If the objective is to have good teachers in our public system, yet we cannot select people who have a higher probability of becoming good teachers based on more nuanced evaluations than just their academic performance, then the only other way we can impact the average quality of the teacher pool is by weeding out bad teachers.

We allow people to enter the teaching profession through the ‘objective’ set-up so that there is confidence that their recruitment is ‘merit-based’, but know that this allows no effective selection for good teachers. Then, as their performance becomes clear with time, we try to train those who are not performing well, but if their teaching does not improve over a certain period and up to a certain minimum level, we fire them. That is the only way the pool of teachers can, over time, improve the average quality of teaching.

Again, the literature shows that teachers tend to improve their teaching over the first three years of their career and then they tend to plateau. Three years seems like a long enough period for teachers to come up to a certain minimum standard of teaching quality. If they do not, they get fired.

Some provinces do have a ‘probational’ period of three years before teachers are made permanent. But the probation period is not used to ensure that teachers improve their quality of teaching. At the end of the three years, if a teacher does not have any major disciplinary issues against them, they are confirmed. The quality of teaching and/or improvements in quality are not variables that are looked at when confirming teachers.

This implies that we cannot ‘select’ good teachers and we cannot weed out the weakest ones. How, then, is the teaching pool to improve in quality? We recruit 100 teachers on the basis of their academic performance. We do not know how many amongst these 100 are going to be good teachers. Even with a long enough probation period — long enough to give us a good idea of how good a teacher a person can/will be — we do not use it to either incentivise teachers to learn or to weed out the weaker ones. And since teachers retire at 60, we seem to be saying we are stuck with the pool once we select them.

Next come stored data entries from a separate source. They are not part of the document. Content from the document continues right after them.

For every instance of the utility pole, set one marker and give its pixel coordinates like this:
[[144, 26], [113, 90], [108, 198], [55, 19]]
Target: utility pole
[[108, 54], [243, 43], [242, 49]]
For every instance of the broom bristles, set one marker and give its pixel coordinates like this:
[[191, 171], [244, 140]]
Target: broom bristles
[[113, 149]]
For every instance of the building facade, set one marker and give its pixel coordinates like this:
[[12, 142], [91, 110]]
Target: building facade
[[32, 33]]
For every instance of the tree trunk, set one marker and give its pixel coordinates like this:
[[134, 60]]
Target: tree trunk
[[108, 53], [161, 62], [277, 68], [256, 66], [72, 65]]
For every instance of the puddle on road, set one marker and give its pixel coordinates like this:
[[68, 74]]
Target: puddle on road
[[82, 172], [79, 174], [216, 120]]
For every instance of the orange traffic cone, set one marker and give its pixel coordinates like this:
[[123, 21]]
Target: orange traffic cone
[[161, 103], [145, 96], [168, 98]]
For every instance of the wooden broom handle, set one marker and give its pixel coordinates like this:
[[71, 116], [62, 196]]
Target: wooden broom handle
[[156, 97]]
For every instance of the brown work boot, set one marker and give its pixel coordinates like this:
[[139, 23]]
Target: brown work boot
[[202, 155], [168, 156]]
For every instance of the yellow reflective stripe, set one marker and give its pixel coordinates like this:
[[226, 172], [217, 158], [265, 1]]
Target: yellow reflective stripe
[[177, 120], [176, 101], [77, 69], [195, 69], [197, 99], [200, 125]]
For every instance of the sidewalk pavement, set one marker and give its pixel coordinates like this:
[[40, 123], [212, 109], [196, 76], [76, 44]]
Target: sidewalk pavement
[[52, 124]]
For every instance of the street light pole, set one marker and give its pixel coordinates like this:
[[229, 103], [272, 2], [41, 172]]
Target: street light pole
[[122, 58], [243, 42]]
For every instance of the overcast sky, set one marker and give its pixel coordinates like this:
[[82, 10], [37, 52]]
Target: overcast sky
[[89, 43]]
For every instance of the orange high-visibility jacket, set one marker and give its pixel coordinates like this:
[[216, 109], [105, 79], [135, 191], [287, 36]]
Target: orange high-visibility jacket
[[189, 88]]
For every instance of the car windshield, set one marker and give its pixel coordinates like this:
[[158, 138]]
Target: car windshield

We also know, from various surveys, that teaching is not the profession of first choice for the majority of people who join the public sector as teachers. Should we not, like in any other profession, have some incentives for making teachers improve their performance and/or have ways of moving out those who do not want to be, or are not good enough to be in the profession?

The quest to reduce nepotism and corruption — much needed and welcome, of course — has had significant unintended consequences. If the selection process cannot be made more discriminatory and selective, and on the right variables, there must be other incentives to ensure teachers improve over time and/or ways of moving them out of this profession and into ones they might be better suited for. But, right now, we seem to be in the worst of all situations: the initial selection, made on variables that are not good predictors of eventual performance, gets locked in.

There is ample evidence that quality of teaching makes a significant difference in student learning outcomes. Over the last couple of decades, given the poor learning outcomes that we have consistently been seeing in our education system, there has been increasing focus on the quest to improve quality of learning and teaching. Teacher salaries, terms of service, in-service training and, as stated, recruitment policies have been changed to address some of these concerns. But the reforms are incomplete. We need to do a lot more — especially in how we manage teacher selection for quality, and how we incentivise teaching-quality improvements.

The writer is a senior research fellow at the Institute of Development and Economic Alternatives, and an associate professor of economics at Lums.